Due curiosità: dell’equipaggio facevano parte il guardiamarina Gianfranco Battelli, che con il grado di ammiraglio di squadra avrebbe tenuto il timone del Servizio Informazioni della Difesa alla fine degli anni Novanta e, in qualità di ospite (ma faceva parte dei turni di guardia) il dottor Beppe Croce, mitico e non dimenticato presidente dello Yachting Club italiano, che ha fatto parte dei consessi internazionali della vela. Con la sua presenza il dottor Croce completò l’organico delle tre guardie di quattro uomini di servizio e altrettante di comandata (cioè vestiti e sempre pronti a rispondere in caso di chiamata). Nel 1964, al comando del Capitano di Vascello Ugo Foschini, il “Corsaro II” vinse la regata Lisbona-Bermuda di 3.464 miglia, distaccando di un giorno il secondo classificato.

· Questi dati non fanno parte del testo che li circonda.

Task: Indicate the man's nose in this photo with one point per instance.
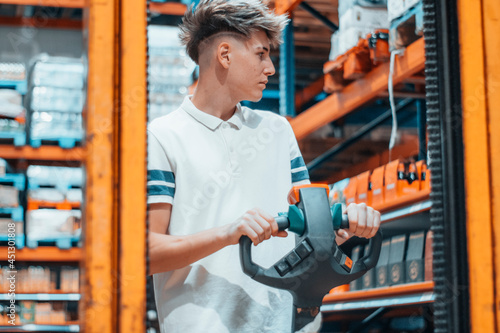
(269, 70)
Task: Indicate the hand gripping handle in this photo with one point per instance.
(247, 264)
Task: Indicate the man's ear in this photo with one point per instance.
(223, 54)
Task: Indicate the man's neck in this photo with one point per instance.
(214, 101)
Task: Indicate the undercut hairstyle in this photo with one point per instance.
(236, 17)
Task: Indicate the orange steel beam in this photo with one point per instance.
(47, 3)
(402, 151)
(286, 6)
(98, 307)
(491, 25)
(132, 181)
(309, 92)
(46, 23)
(480, 237)
(404, 289)
(168, 8)
(359, 92)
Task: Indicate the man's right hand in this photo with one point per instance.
(256, 224)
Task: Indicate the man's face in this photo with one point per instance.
(250, 67)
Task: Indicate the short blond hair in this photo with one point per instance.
(243, 17)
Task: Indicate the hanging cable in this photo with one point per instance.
(390, 87)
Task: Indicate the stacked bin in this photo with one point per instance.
(54, 202)
(56, 99)
(11, 211)
(170, 71)
(12, 112)
(357, 18)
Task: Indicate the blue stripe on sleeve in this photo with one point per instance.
(160, 190)
(297, 162)
(161, 175)
(298, 176)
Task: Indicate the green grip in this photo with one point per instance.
(296, 218)
(336, 216)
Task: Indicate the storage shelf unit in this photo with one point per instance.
(46, 3)
(360, 91)
(73, 327)
(48, 253)
(54, 296)
(45, 153)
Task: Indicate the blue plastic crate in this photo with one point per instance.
(63, 142)
(20, 86)
(17, 180)
(16, 214)
(18, 139)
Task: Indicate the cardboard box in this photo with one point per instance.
(391, 177)
(363, 193)
(4, 226)
(355, 255)
(350, 191)
(377, 186)
(344, 5)
(415, 262)
(382, 264)
(349, 38)
(364, 18)
(424, 175)
(396, 268)
(395, 9)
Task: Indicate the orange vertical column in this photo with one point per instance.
(477, 167)
(491, 25)
(97, 308)
(132, 184)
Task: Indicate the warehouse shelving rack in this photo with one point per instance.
(469, 113)
(113, 256)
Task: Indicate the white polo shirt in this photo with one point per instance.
(212, 172)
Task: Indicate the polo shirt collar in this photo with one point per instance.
(208, 120)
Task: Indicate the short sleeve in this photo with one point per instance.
(300, 175)
(161, 178)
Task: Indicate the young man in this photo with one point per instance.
(210, 162)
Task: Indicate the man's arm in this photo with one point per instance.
(167, 252)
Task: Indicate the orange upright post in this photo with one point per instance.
(491, 26)
(132, 183)
(480, 226)
(97, 308)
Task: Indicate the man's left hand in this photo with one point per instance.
(364, 222)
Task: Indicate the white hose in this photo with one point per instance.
(390, 87)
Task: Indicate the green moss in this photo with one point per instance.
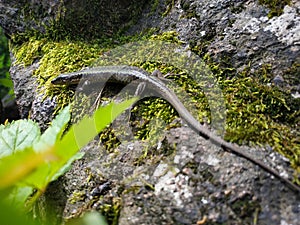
(256, 113)
(275, 6)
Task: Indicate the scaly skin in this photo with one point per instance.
(127, 74)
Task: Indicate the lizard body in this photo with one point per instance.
(127, 74)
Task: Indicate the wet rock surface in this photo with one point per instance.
(184, 179)
(192, 182)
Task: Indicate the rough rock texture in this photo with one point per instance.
(68, 15)
(187, 180)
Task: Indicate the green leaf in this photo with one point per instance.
(17, 136)
(18, 196)
(78, 136)
(6, 82)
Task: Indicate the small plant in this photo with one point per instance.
(29, 160)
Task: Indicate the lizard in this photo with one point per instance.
(127, 74)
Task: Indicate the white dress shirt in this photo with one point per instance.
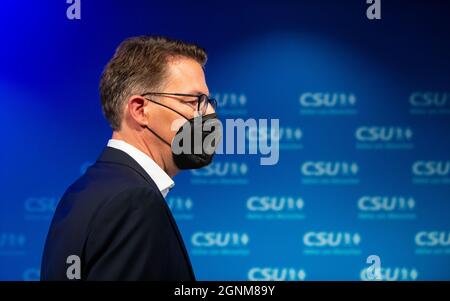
(158, 175)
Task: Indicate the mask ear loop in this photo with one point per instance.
(160, 138)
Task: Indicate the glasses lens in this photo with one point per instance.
(203, 104)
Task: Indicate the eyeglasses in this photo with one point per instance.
(202, 100)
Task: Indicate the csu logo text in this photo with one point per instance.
(393, 274)
(327, 103)
(224, 173)
(330, 172)
(220, 243)
(327, 99)
(386, 203)
(275, 207)
(331, 243)
(432, 243)
(272, 203)
(431, 172)
(383, 137)
(386, 207)
(431, 168)
(429, 103)
(331, 239)
(433, 239)
(329, 168)
(276, 274)
(219, 239)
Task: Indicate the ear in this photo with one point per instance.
(137, 109)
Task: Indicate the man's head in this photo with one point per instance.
(144, 65)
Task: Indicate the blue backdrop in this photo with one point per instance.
(364, 110)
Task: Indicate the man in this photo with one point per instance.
(113, 222)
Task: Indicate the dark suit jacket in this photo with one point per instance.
(118, 223)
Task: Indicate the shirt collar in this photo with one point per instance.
(158, 175)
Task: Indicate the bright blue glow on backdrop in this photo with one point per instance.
(265, 59)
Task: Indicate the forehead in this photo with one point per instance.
(186, 76)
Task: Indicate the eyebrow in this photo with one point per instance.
(197, 92)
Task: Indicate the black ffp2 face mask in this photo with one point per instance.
(195, 142)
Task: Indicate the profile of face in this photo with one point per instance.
(184, 76)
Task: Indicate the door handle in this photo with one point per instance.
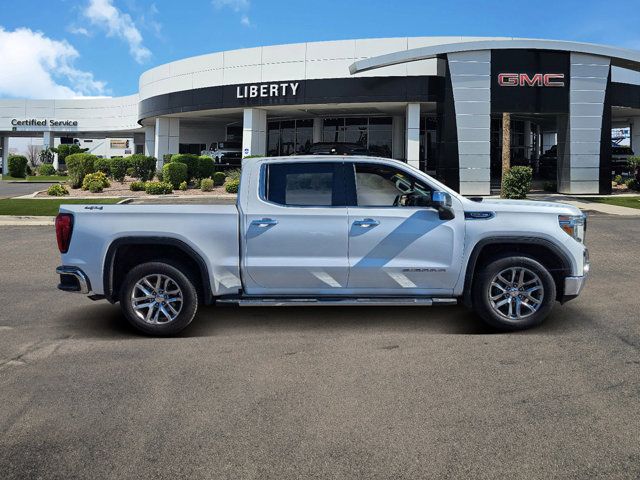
(265, 222)
(366, 223)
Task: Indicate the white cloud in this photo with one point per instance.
(35, 66)
(238, 6)
(103, 14)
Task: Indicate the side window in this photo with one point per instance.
(304, 184)
(384, 186)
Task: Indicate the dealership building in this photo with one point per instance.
(434, 102)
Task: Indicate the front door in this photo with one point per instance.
(296, 236)
(397, 242)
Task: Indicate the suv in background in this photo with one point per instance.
(225, 152)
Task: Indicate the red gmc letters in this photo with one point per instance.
(536, 80)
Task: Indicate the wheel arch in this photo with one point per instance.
(177, 249)
(541, 249)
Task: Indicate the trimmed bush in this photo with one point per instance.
(137, 186)
(205, 167)
(191, 161)
(79, 165)
(57, 190)
(219, 178)
(517, 182)
(175, 173)
(143, 167)
(118, 168)
(102, 165)
(93, 179)
(232, 186)
(17, 166)
(158, 188)
(46, 169)
(206, 184)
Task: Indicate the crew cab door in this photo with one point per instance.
(296, 232)
(397, 242)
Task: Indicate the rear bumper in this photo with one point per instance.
(72, 279)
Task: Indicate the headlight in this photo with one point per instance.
(574, 225)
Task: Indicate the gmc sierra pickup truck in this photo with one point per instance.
(338, 230)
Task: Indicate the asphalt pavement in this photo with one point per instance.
(361, 392)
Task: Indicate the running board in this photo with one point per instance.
(330, 302)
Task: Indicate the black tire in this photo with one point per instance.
(187, 307)
(483, 290)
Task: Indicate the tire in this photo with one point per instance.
(160, 311)
(519, 302)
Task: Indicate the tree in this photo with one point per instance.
(506, 148)
(33, 155)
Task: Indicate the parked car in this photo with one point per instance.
(318, 230)
(336, 148)
(227, 152)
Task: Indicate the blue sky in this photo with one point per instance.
(65, 48)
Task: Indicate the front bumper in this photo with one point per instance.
(72, 279)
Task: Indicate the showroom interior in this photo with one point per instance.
(433, 102)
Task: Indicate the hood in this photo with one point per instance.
(523, 206)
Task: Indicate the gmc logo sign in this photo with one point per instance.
(537, 80)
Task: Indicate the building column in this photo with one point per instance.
(412, 133)
(254, 132)
(317, 130)
(150, 141)
(166, 138)
(5, 155)
(397, 138)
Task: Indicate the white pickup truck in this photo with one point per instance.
(326, 231)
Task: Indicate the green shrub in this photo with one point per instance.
(517, 182)
(46, 169)
(118, 168)
(206, 184)
(17, 166)
(79, 165)
(57, 190)
(158, 188)
(102, 165)
(191, 161)
(137, 186)
(175, 173)
(143, 167)
(232, 186)
(233, 174)
(205, 167)
(219, 178)
(98, 178)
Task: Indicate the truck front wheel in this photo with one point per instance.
(158, 298)
(513, 292)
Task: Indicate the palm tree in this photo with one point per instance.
(506, 147)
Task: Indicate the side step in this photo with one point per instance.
(330, 302)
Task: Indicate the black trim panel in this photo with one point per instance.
(107, 274)
(309, 92)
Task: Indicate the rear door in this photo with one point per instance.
(397, 242)
(296, 233)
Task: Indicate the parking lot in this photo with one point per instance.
(360, 392)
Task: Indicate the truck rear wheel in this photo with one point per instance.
(513, 292)
(158, 298)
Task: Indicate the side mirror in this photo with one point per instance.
(441, 201)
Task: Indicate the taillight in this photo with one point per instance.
(64, 228)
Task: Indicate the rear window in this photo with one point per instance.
(303, 184)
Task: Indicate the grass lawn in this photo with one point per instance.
(631, 202)
(45, 207)
(38, 178)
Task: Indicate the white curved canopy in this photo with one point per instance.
(620, 57)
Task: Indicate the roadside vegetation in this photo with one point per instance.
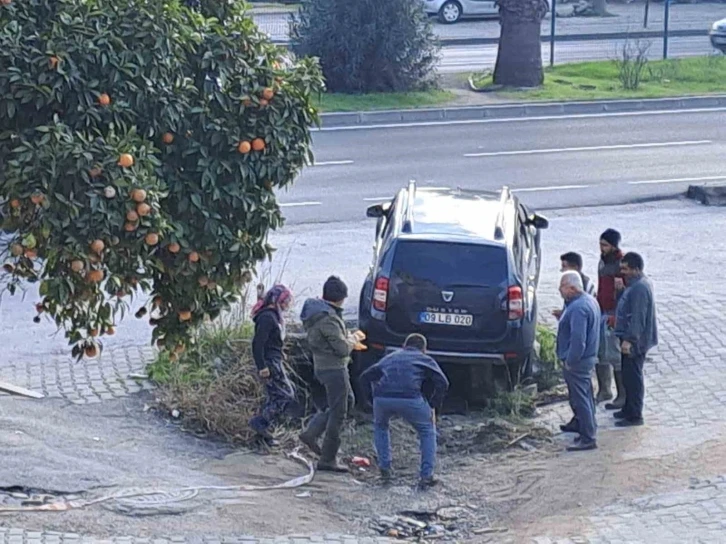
(620, 79)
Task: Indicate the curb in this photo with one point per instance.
(516, 111)
(584, 37)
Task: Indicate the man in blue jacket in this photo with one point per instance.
(636, 326)
(578, 341)
(411, 385)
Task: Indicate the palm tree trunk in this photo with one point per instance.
(519, 59)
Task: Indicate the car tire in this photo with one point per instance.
(450, 12)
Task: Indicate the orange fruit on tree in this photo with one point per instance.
(91, 351)
(97, 246)
(77, 266)
(95, 276)
(126, 160)
(143, 209)
(138, 195)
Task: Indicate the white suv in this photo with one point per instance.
(450, 11)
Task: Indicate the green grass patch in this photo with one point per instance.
(601, 80)
(335, 102)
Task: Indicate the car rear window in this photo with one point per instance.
(451, 263)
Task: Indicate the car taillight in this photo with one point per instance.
(380, 295)
(515, 302)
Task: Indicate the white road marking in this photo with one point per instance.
(589, 148)
(331, 163)
(518, 119)
(676, 180)
(551, 188)
(299, 204)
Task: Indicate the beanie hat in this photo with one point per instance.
(334, 289)
(612, 237)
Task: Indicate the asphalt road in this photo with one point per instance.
(479, 57)
(551, 163)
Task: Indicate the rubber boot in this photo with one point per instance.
(604, 383)
(619, 401)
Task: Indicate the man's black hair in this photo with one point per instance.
(416, 341)
(572, 258)
(634, 261)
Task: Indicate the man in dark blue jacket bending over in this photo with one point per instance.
(411, 385)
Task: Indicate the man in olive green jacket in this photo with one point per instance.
(331, 344)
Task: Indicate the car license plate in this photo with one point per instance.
(457, 320)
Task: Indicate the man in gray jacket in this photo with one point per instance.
(637, 329)
(578, 340)
(331, 344)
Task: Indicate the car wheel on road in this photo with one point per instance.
(450, 12)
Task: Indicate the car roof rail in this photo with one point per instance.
(408, 214)
(499, 225)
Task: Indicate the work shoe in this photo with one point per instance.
(604, 383)
(619, 401)
(572, 427)
(425, 484)
(581, 445)
(333, 467)
(310, 443)
(630, 422)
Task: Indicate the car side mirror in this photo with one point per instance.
(375, 212)
(538, 221)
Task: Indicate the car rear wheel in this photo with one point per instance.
(450, 12)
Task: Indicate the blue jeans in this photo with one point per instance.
(419, 415)
(582, 401)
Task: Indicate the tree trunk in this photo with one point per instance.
(599, 7)
(519, 58)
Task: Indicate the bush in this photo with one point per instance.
(140, 146)
(367, 45)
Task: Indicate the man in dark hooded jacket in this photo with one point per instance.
(408, 384)
(331, 344)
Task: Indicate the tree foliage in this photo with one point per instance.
(367, 45)
(140, 146)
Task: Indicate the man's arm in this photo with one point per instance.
(578, 336)
(340, 343)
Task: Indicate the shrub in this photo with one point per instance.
(367, 45)
(140, 147)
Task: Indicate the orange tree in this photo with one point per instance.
(141, 143)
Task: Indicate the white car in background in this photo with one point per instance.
(451, 11)
(718, 35)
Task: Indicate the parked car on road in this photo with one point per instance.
(451, 11)
(718, 35)
(460, 267)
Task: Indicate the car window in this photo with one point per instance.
(451, 263)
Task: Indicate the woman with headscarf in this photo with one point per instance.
(267, 346)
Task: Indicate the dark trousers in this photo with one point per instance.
(634, 383)
(279, 393)
(340, 401)
(582, 402)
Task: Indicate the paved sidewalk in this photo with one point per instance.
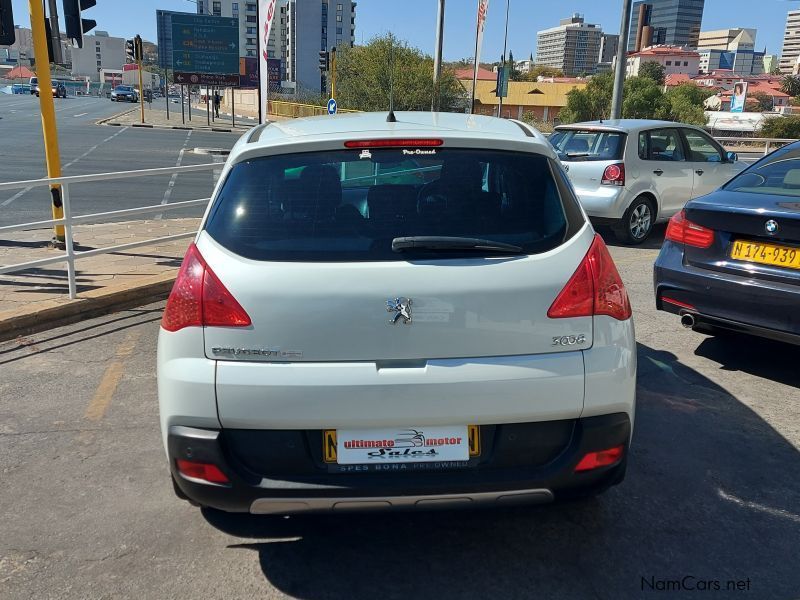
(38, 299)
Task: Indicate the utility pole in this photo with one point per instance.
(437, 58)
(137, 42)
(505, 46)
(47, 108)
(55, 34)
(622, 60)
(333, 72)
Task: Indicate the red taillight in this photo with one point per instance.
(614, 175)
(594, 289)
(603, 458)
(394, 143)
(682, 231)
(203, 471)
(198, 298)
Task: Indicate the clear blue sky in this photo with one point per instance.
(415, 20)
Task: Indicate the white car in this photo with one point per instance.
(395, 314)
(632, 174)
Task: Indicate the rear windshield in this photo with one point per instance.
(349, 205)
(781, 177)
(588, 144)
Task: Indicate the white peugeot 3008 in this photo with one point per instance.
(381, 314)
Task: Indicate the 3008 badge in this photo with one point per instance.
(569, 340)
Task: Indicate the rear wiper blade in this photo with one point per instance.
(435, 242)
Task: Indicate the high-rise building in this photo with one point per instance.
(791, 42)
(573, 46)
(301, 29)
(730, 50)
(609, 44)
(671, 22)
(100, 52)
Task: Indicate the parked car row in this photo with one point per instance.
(731, 255)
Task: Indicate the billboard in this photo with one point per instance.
(739, 96)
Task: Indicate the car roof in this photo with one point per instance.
(623, 124)
(372, 125)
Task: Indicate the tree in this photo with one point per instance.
(761, 102)
(364, 78)
(781, 127)
(791, 85)
(653, 70)
(590, 103)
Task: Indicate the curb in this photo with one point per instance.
(56, 313)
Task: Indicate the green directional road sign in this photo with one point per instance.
(205, 44)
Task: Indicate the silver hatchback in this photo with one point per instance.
(632, 174)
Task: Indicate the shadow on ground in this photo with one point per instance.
(712, 494)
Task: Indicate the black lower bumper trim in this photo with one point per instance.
(326, 491)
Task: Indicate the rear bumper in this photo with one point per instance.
(604, 201)
(502, 477)
(745, 304)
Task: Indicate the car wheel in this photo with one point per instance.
(637, 222)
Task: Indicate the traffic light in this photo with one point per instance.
(138, 50)
(76, 26)
(7, 35)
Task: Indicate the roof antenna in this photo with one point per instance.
(390, 118)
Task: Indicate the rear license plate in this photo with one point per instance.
(401, 445)
(766, 254)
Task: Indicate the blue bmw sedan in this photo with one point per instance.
(731, 259)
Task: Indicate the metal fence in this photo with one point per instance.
(68, 221)
(294, 110)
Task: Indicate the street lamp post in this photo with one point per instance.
(622, 60)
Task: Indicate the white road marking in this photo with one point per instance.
(215, 174)
(69, 164)
(93, 148)
(174, 177)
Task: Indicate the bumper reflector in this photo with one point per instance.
(603, 458)
(203, 471)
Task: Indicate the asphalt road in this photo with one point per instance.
(90, 148)
(712, 493)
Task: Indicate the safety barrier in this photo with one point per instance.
(294, 110)
(68, 221)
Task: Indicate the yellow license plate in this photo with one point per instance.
(766, 254)
(329, 443)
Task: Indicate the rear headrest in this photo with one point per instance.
(792, 178)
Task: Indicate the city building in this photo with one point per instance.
(674, 59)
(572, 47)
(301, 29)
(541, 100)
(609, 45)
(732, 50)
(665, 22)
(21, 51)
(791, 42)
(100, 51)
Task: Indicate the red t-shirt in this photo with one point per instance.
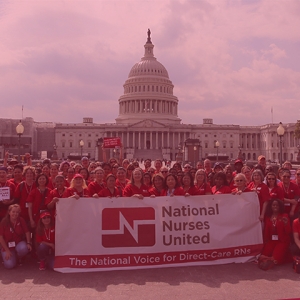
(296, 226)
(225, 189)
(193, 190)
(131, 190)
(176, 192)
(95, 188)
(38, 200)
(107, 193)
(11, 233)
(292, 192)
(71, 191)
(262, 191)
(204, 189)
(12, 188)
(21, 194)
(48, 236)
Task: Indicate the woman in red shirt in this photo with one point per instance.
(261, 189)
(172, 188)
(14, 237)
(77, 189)
(136, 187)
(187, 183)
(221, 186)
(45, 238)
(158, 185)
(110, 190)
(37, 199)
(201, 182)
(277, 233)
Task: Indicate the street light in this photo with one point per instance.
(217, 145)
(81, 144)
(280, 132)
(20, 131)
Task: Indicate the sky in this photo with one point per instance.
(230, 60)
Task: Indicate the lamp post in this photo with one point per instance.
(217, 145)
(20, 131)
(280, 132)
(81, 144)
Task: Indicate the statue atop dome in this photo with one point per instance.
(149, 38)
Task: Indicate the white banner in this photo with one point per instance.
(128, 233)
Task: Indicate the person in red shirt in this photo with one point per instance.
(121, 181)
(4, 183)
(158, 185)
(240, 182)
(172, 187)
(37, 199)
(23, 190)
(221, 185)
(261, 189)
(77, 189)
(187, 183)
(291, 193)
(295, 247)
(275, 191)
(45, 238)
(277, 233)
(98, 184)
(201, 183)
(136, 187)
(55, 194)
(111, 190)
(12, 230)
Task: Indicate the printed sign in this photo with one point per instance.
(128, 233)
(111, 142)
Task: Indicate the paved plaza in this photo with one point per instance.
(232, 281)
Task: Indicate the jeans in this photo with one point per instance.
(45, 252)
(18, 252)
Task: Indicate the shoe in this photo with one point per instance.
(42, 265)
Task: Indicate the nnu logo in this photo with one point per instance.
(128, 227)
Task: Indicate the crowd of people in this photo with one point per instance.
(29, 195)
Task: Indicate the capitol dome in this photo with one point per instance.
(148, 92)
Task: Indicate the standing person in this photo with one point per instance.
(291, 193)
(5, 183)
(172, 187)
(121, 181)
(277, 233)
(187, 183)
(77, 189)
(37, 199)
(23, 190)
(229, 176)
(55, 194)
(201, 183)
(98, 184)
(275, 191)
(136, 187)
(111, 190)
(221, 186)
(17, 174)
(261, 160)
(45, 238)
(241, 184)
(14, 237)
(238, 165)
(261, 190)
(158, 185)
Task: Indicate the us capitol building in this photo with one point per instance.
(149, 127)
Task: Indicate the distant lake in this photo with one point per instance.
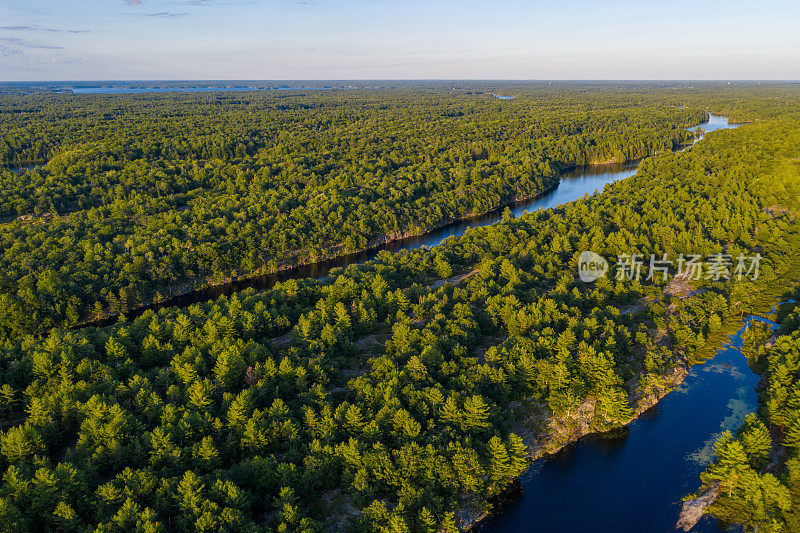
(135, 90)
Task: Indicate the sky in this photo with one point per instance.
(398, 39)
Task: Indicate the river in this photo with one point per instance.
(636, 482)
(632, 483)
(574, 183)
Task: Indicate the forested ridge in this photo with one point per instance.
(756, 470)
(378, 399)
(148, 193)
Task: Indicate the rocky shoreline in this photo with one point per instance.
(564, 431)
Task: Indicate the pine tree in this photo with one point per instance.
(517, 454)
(500, 468)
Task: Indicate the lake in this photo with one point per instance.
(635, 483)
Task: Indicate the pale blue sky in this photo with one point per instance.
(374, 39)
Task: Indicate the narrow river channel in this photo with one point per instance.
(574, 183)
(631, 483)
(635, 483)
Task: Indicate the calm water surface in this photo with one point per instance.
(635, 483)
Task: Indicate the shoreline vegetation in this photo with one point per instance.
(142, 217)
(203, 288)
(404, 393)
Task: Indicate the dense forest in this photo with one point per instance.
(401, 394)
(756, 471)
(137, 197)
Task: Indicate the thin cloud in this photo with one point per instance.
(25, 27)
(165, 14)
(26, 44)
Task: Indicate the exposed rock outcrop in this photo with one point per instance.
(693, 510)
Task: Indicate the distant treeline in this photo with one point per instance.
(378, 399)
(142, 193)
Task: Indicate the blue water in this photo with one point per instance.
(635, 483)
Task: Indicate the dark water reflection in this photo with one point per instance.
(574, 183)
(634, 483)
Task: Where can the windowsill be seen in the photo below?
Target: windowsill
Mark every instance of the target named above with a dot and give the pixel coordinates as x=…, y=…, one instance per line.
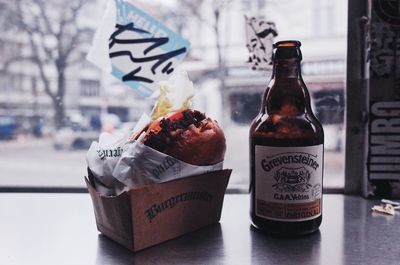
x=60, y=229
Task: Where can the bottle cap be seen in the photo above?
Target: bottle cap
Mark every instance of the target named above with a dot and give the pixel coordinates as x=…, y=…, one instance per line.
x=288, y=49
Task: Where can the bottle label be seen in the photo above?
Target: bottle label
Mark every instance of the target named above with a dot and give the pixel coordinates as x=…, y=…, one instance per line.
x=288, y=182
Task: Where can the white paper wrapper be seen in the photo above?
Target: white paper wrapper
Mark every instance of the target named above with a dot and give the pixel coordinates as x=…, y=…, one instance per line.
x=142, y=165
x=101, y=159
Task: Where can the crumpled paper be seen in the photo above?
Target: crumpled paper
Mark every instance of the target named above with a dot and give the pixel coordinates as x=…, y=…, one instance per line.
x=119, y=164
x=132, y=164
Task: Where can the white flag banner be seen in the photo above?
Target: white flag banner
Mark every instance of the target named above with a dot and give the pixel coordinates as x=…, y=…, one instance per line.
x=136, y=48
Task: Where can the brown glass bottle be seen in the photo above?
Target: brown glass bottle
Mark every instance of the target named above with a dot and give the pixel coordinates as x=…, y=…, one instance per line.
x=286, y=152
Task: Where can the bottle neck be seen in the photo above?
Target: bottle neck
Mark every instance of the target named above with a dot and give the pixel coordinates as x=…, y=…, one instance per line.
x=286, y=68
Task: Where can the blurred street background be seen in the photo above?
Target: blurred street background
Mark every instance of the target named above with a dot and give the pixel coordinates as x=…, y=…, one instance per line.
x=54, y=103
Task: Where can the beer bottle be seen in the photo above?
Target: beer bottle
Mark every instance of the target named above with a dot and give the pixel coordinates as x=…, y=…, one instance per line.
x=286, y=152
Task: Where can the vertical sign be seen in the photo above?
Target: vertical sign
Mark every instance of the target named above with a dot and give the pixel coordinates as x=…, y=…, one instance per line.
x=383, y=165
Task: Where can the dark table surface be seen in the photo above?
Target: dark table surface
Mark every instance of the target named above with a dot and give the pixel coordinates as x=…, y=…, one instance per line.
x=60, y=229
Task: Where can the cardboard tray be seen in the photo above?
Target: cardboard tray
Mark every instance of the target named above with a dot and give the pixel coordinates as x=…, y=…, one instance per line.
x=148, y=215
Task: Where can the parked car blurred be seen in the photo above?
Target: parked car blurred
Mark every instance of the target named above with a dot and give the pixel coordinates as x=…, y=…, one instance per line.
x=8, y=127
x=72, y=138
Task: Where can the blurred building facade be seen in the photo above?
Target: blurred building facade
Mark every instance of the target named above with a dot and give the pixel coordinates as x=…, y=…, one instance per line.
x=231, y=94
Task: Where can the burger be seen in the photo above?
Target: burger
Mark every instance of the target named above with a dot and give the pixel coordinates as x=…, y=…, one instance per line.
x=187, y=135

E ora vediamo di conoscere meglio un’altra barca bellissima, che ci riporta alla mente qualcosa del “Corsaro II”, il “Latifa”. L’accostamento non è casuale, anche se le rispettive costruzioni sono distanti un quarto di secolo: bisogna riconoscere che le linee filanti del suo scafo, la sua armoniosa bellezza, il senso di “leggerezza” che si prova nel vederlo invelato, sono le stesse del “Latifa”, da cui chiaramente deriva, anche se fra le due barche esistono varie difformità. Ma è fuor di dubbio che gli architetti Sparkman & Stephens si siano ispirati “anche” a questa barca quando hanno disegnato il “Corsaro II”. Vedere il “Latifa” invelato, come ci è capitato qualche tempo fa, porta il pensiero a un gabbiano che sfiora la cresta di un’onda. È perciò doveroso riconoscere al costruttore inglese William Fife, proprietario di un cantiere insieme al figlio, una grande abilità nel costruire belle barche, spaziose, luminose e comode all’interno, molto veloci come nel caso di questo “ocean racer”. Il “Latifa” fu costruito nel 1936 e partecipò a innumerevoli regate, soprattutto nel Fasnet, vincendo tantissimo. Nel suo palmares spiccano un primo posto nella regata Plymouth-La Boule nel 1938 e un primo posto nel Fasnet del 1947. Nel 1996 ha effettuato un giro del mondo via Panama e Suez per poi effettuare un restauro nel cantiere Beconcini. “Corsaro II” e “Latifa” sembrano gabbiani, ma in realtà sono state progettate per essere delle macchine che ci permettono di solcare velocemente il mare e dove l’elemento propulsore ha un suono che riesce a essere piacevole anche quando, nella sua potenza che può diventare distruttiva, ci fa paura: il suono del vento. Questa forza della natura, che va dalla brezza all’uragano e per la cui misurazione esiste come noto una scala ideata dall’ammiraglio Beaufort (da zero a dodici le cifre indicative), se saputa sfruttare con adeguato piano velico e idonee linee di carena riesce a far attraversare gli oceani a queste “regine”, che dietro la loro leggerezza nascondono, appunto, la “macchina” capace di trasformare la spinta del vento nel moto con cui solcano sicure le onde a oltre dieci nodi. E avere la fortuna di trovarsi a bordo di una di esse offre sensazioni irripetibili, talvolta prossime alla felicità assoluta. Come ci è capitato durante una navigazione dalla Spezia a La Maddalena, qualche tempo fa.